We have mostly failed. In high school and even elementary school, serious athletes train year-round in their single sport. An inner city kid, from a mediocre school, with limited financial or parental support, often believes that their only path to economic and academic freedom is the college sports recruiter. To get his attention you’d better be big, strong and a starter. The steroids offered in many gyms, along with single-focus dedication, appear to be the only way forward.
CrossFit (and a few of its imitators) may be changing this. While no training program substitutes for the wide ranging benefits of playing multi-sports, some of the missing attributes can be obtained by these novel, multi-faceted training programs.
CrossFit’s virtue is a strength and conditioning program with constantly varied functional movements. It has the stated goal of improving fitness, defined by ten parameters: 1. Cardiovascular/respiratory endurance; 2. Stamina; 3. Strength; 4. Flexibility; 5. Power; 6. Speed; 7. Coordination; 8. Agility; 9. Balance; 10. Accuracy.

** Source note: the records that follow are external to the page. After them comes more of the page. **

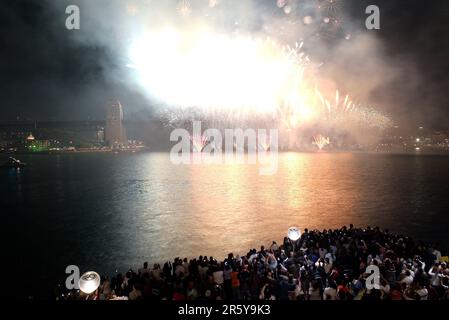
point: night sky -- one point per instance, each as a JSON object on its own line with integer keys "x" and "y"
{"x": 45, "y": 74}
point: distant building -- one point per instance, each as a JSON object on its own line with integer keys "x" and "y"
{"x": 115, "y": 135}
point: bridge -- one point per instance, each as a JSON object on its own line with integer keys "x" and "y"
{"x": 31, "y": 124}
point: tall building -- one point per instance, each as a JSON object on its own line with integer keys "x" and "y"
{"x": 115, "y": 135}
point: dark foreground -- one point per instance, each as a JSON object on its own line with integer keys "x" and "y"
{"x": 326, "y": 265}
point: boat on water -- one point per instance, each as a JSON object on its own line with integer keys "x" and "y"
{"x": 13, "y": 164}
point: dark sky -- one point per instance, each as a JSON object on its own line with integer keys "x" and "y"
{"x": 44, "y": 74}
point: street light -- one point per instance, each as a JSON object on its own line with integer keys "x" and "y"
{"x": 89, "y": 282}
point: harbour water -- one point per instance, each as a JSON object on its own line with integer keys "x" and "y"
{"x": 108, "y": 212}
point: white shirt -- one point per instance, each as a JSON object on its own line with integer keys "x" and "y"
{"x": 218, "y": 277}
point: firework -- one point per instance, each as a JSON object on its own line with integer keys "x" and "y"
{"x": 199, "y": 142}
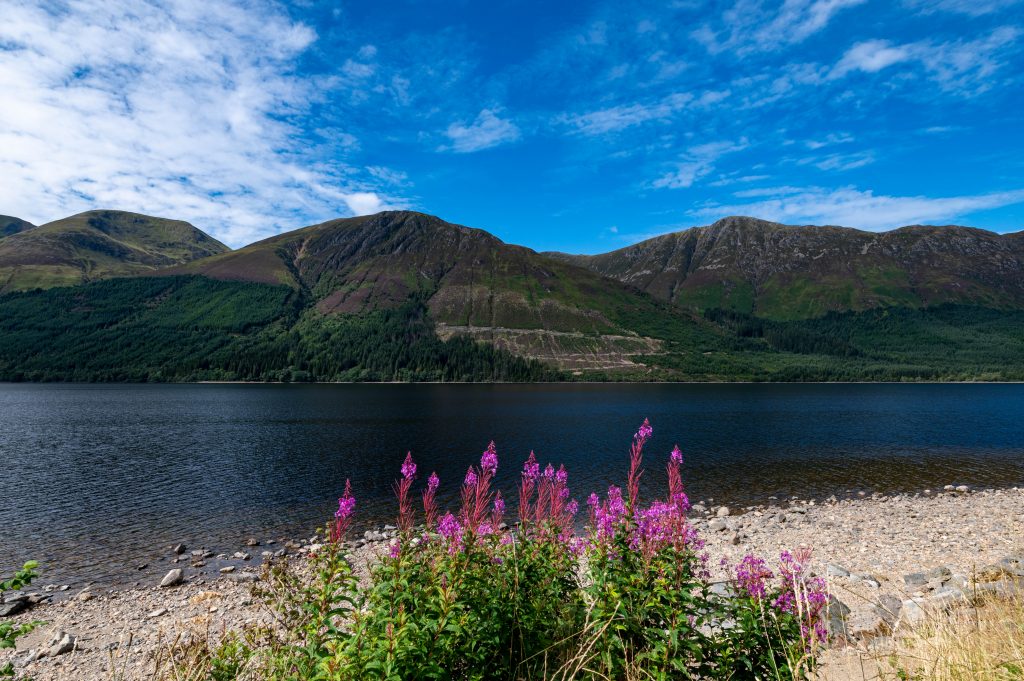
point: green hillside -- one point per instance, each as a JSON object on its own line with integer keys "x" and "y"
{"x": 790, "y": 272}
{"x": 12, "y": 225}
{"x": 97, "y": 245}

Most importantly it is cheap, available, open to everyone, and cool. Intra-gym competition replaces the missing trainer that many high schools can no longer afford. The fitness variation partly substitutes for the cross training and skill development available to three-sport athlete. Metrics posted on the white board at the CrossFit gym quantify the athlete’s progress, and compares his or her achievements across the entire CrossFit world. And the daily work-outs, posted online, make the fitness program so ubiquitous that the barriers of cost, travel and organizational support have completely disappeared.
Best of all, it works. High school athletes are bringing a soaring level of fitness to the practice field—and the sponsorships are following. Nike, Adidas and other brands are competing to get on the bandwagon. Simply look at any high school or collegiate golfer. In a sport not previously known for fashion, Under Armour’s high-tech sportswear has replaced the plaid-clad, baggy-bellied Sears-adorned fairway strollers of our parents’ era.
CrossFit’s health effects, while mostly positive, do have some downsides. The platform’s extreme competitiveness leads to multiple overuse and even contact injuries. The “box jump” sends more knees into my office than any other training device. Overhead repetitions at high weights have injured many a shoulder.
But, as always, a little caution can go a long way. Despite the conventional wisdom that children should avoid weightlifting, there is little evidence to support that advice—as long as the progression is age and size appropriate, guided and reasonable. So eliminating the competitive edge of CrossFit, at least until the teenage years, probably makes sense.
In the balance, though, the training benefits are huge. So welcome to the new age of super fitness. It is not just for making the team; it’s for building well-rounded athletes of all ages.